A night of horror and a night of flags

The theatre box where Lincoln was shot was adorned with flags. (Library of Congress)
The theatre box where Lincoln was shot was adorned with flags. (Library of Congress)

The story of the assassination on Abraham Lincoln, 150 years ago, is the story of American flags, blood-stained, ripped and draped with black ribbons.

On April 14, 1865, joyous over the recent end of the Civil War, when Confederate flags had been folded in defeat at Appomattox, Lincoln had an idea. He invited his wife and two guests to go to Ford’s Theatre to see a comedy. That it was Good Friday did not deter them; they had experienced enough death and sorrow over the preceding four years.

Fort Sumter Flag
Fort Sumter Flag

That very morning, the American flag at Fort Sumter in the harbor of Charleston, South Carolina, had been returned to its staff. When it had been taken down in 1861 by rebel forces, the War Between the States was triggered.

As the quartet reached their box in the theatre, more banners greeted them: three American flags and two Treasury Department flags. At least two of those would play key roles in the tragedy about to occur.

Leaping from the scene of his crime, Booth catches his spur on a flag. (Library of Congress)
Leaping from the scene of his crime, Booth catches his spur on a flag. (Library of Congress)

After 10 p.m., John Wilkes Booth murdered Lincoln and leapt from the box to the stage below. Catching his spur in a flag, he landed awkwardly and hobbled away. The startled audience panicked at the gunshot, and cries of “the president’s been shot!” resounded.

When the leading actress in the play was led into Lincoln’s box, she cradled his bloody head on her lap, at one point pushing part of an American flag under his neck in a gesture that was comforting – and symbolic.

A lithograph of the assassination shows Lincoln's hand on the flag. (LIbrary of Congress)
A lithograph of the assassination shows Lincoln’s hand on the flag. (LIbrary of Congress)
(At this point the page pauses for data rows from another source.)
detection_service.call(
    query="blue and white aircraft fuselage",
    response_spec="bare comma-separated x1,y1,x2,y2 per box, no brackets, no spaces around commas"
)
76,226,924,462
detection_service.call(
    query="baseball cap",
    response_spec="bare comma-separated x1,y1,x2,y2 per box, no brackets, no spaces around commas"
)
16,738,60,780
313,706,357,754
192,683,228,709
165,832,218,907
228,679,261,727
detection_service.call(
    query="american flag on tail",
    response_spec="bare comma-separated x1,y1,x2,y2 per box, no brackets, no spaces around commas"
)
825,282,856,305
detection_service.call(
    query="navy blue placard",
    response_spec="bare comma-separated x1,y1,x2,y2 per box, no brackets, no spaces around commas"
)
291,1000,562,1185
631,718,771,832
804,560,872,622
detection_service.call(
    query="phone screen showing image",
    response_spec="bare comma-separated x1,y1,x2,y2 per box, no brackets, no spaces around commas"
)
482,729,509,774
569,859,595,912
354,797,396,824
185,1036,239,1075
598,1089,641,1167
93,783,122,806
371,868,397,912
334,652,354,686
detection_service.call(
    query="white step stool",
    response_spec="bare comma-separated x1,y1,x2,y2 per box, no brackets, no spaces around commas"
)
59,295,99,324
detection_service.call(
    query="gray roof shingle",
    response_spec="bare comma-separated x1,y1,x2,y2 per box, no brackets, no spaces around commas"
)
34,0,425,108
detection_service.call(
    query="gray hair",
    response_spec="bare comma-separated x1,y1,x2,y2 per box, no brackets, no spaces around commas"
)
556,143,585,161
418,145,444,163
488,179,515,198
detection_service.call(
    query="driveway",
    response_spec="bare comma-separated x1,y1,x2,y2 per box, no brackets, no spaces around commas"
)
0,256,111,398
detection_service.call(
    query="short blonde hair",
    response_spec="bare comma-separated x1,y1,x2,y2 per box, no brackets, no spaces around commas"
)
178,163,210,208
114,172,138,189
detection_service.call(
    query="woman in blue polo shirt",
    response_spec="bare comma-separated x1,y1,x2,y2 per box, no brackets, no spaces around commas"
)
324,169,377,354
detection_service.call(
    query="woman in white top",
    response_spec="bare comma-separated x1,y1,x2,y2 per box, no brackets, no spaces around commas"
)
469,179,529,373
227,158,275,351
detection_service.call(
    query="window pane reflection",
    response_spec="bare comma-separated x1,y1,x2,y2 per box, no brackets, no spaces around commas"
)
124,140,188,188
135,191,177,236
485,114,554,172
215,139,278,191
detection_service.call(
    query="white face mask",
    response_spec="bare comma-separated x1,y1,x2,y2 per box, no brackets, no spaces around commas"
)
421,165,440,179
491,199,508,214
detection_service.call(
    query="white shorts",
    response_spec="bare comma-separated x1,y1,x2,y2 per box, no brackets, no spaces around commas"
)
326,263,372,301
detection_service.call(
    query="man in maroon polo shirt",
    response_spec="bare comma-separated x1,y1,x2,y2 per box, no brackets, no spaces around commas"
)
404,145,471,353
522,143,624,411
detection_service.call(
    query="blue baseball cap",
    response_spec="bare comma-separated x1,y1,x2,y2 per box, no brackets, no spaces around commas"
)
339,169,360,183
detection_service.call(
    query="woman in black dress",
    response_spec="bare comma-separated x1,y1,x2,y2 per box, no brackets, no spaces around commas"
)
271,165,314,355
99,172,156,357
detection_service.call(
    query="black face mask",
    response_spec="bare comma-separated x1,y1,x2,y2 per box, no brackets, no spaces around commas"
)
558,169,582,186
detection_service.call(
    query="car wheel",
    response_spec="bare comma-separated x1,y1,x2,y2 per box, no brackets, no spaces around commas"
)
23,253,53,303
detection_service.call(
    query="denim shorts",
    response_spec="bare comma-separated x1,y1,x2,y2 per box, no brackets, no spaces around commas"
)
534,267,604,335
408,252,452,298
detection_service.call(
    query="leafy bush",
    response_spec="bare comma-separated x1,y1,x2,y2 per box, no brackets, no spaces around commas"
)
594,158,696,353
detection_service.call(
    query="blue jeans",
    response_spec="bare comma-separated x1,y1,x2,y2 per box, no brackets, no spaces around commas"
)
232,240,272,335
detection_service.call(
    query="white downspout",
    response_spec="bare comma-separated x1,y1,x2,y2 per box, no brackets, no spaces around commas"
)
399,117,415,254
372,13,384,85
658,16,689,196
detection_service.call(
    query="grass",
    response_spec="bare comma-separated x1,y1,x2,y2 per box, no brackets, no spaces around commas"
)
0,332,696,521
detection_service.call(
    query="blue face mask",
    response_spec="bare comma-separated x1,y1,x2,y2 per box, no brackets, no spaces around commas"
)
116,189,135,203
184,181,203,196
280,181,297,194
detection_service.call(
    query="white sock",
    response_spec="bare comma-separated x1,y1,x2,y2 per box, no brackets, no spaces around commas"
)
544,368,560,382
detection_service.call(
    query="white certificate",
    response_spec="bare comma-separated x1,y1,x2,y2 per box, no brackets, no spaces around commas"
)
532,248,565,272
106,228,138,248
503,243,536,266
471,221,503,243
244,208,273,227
Lincoln was carried across the street to a rooming house, where he spent the remaining few hours of his life. In death, he was covered with an American flag and borne outside to a flag-bedecked hearse to return to the White House.

As soon as word spread, first in the city, subsequently to the nation and world, flags were lowered to half-staff. A journalist noted the vertiginous slide from celebration to mourning when he wrote: “The flags that flaunted their glittering colors in the sunshine of yesterday…to-day must hang suspended at half-mast.”

A flag is draped behind quartermasters in Washington in April 1865. (Library of Congress)
A flag is draped behind quartermasters in Washington in April 1865. (Library of Congress)

A diarist jotted these sad words to describe New York City: “Flags at half mast and tied up with crepe….Even in second and third class quarters, people who could afford to do no more have generally displayed at least a little twenty five cent flag with a little scrap of crepe annexed.”